Background

Immunohistochemical (IHC) detection of estrogen receptor (ER), progesterone receptor (PR) and human epidermal growth factor receptor 2 (HER2) is the foundation of clinical subtyping of breast cancer since it selects targets for endocrine or HER2-targeted therapy [1,2,3]. In addition, gene expression profiling (GEP) studies have identified at least four intrinsic breast cancer subtypes that more accurately capture the diversity of breast cancer [4, 5]. Surrogate intrinsic subtypes have been defined which can be approximated using IHC determination of ER, PR, HER2 and Ki-67 [6,7,8]. To date, clinical subtyping using IHC has near exclusive use in contemporary practice.

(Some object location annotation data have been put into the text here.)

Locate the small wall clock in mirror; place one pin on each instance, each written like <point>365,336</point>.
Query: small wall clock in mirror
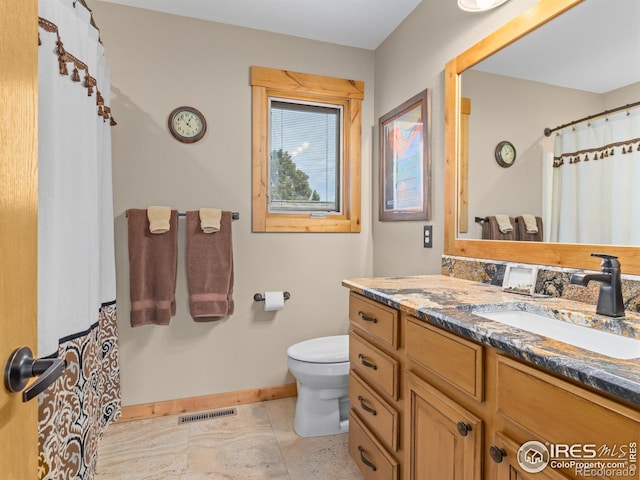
<point>505,154</point>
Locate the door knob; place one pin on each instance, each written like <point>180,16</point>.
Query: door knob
<point>21,366</point>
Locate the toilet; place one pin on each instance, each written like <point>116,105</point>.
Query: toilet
<point>321,369</point>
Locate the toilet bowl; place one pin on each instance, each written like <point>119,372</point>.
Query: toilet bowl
<point>321,369</point>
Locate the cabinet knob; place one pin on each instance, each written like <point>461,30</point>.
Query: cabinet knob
<point>367,318</point>
<point>497,453</point>
<point>366,363</point>
<point>463,428</point>
<point>366,407</point>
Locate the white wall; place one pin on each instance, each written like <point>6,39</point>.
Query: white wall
<point>161,61</point>
<point>411,59</point>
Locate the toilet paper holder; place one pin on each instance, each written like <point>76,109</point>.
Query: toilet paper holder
<point>258,297</point>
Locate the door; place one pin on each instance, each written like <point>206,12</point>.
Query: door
<point>18,226</point>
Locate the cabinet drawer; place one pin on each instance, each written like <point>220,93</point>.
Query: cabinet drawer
<point>376,367</point>
<point>377,319</point>
<point>370,456</point>
<point>378,415</point>
<point>558,411</point>
<point>454,359</point>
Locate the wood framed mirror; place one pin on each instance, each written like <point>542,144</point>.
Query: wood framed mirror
<point>571,255</point>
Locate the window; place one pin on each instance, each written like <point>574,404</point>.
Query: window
<point>306,152</point>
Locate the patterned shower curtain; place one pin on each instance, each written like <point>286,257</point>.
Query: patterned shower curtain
<point>76,263</point>
<point>594,189</point>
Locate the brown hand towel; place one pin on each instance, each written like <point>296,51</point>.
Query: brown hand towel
<point>209,269</point>
<point>523,235</point>
<point>152,270</point>
<point>491,230</point>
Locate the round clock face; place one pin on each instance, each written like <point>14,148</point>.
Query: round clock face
<point>505,154</point>
<point>187,124</point>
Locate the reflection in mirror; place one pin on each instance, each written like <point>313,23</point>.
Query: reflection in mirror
<point>580,64</point>
<point>571,255</point>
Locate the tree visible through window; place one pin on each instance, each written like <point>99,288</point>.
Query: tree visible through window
<point>304,171</point>
<point>306,152</point>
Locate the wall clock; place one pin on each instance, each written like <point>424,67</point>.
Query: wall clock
<point>505,154</point>
<point>187,124</point>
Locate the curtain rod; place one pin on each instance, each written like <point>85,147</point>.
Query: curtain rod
<point>549,131</point>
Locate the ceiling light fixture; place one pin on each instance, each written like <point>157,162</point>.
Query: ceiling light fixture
<point>479,5</point>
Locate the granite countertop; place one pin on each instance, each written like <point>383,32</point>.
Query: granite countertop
<point>441,301</point>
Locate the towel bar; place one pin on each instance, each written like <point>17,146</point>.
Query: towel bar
<point>234,215</point>
<point>258,297</point>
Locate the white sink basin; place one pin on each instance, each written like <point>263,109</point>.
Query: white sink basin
<point>598,341</point>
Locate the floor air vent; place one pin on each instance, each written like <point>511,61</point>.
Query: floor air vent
<point>198,417</point>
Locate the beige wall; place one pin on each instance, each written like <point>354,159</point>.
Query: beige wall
<point>411,59</point>
<point>161,61</point>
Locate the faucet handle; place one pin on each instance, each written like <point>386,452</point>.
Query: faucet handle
<point>608,261</point>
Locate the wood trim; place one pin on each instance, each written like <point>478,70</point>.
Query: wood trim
<point>306,83</point>
<point>268,82</point>
<point>463,171</point>
<point>218,400</point>
<point>259,146</point>
<point>19,225</point>
<point>544,253</point>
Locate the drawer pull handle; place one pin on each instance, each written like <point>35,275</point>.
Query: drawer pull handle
<point>367,318</point>
<point>364,459</point>
<point>463,428</point>
<point>497,454</point>
<point>366,362</point>
<point>366,407</point>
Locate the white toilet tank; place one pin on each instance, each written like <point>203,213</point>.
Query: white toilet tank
<point>333,349</point>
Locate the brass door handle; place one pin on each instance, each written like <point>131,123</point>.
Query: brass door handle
<point>21,367</point>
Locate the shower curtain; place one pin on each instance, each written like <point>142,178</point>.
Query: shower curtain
<point>76,264</point>
<point>594,187</point>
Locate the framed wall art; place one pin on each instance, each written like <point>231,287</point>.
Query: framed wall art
<point>405,161</point>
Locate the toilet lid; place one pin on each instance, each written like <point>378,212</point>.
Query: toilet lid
<point>321,350</point>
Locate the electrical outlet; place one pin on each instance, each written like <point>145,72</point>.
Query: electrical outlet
<point>428,236</point>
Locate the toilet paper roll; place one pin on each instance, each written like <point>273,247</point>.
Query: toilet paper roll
<point>273,301</point>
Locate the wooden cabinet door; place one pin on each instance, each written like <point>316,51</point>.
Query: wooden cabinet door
<point>444,439</point>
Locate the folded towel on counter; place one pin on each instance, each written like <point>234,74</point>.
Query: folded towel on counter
<point>523,231</point>
<point>159,219</point>
<point>504,223</point>
<point>210,219</point>
<point>152,270</point>
<point>209,269</point>
<point>492,231</point>
<point>530,224</point>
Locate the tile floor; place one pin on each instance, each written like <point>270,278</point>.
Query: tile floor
<point>256,444</point>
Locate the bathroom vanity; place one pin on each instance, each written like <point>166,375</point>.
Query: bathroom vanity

Positron emission-tomography (PET) using [18F]-fluorodeoxyglucose ([18F]FDG) is a widely accepted imaging modality in breast cancer that is nowadays mostly used in combination with computed tomography (PET/CT) or magnetic resonance imaging (PET/MRI) for anatomic correlation. While mainly used for initial staging in patients with locally advanced or suspected recurrent breast cancer, it has also been thoroughly investigated for its ability to predict and detect response to neoadjuvant systemic therapy (NST) and to predict prognosis [9,10,11]. In practice, [18F]FDG uptake is predominantly expressed using maximum standardized uptake values (SUVmax).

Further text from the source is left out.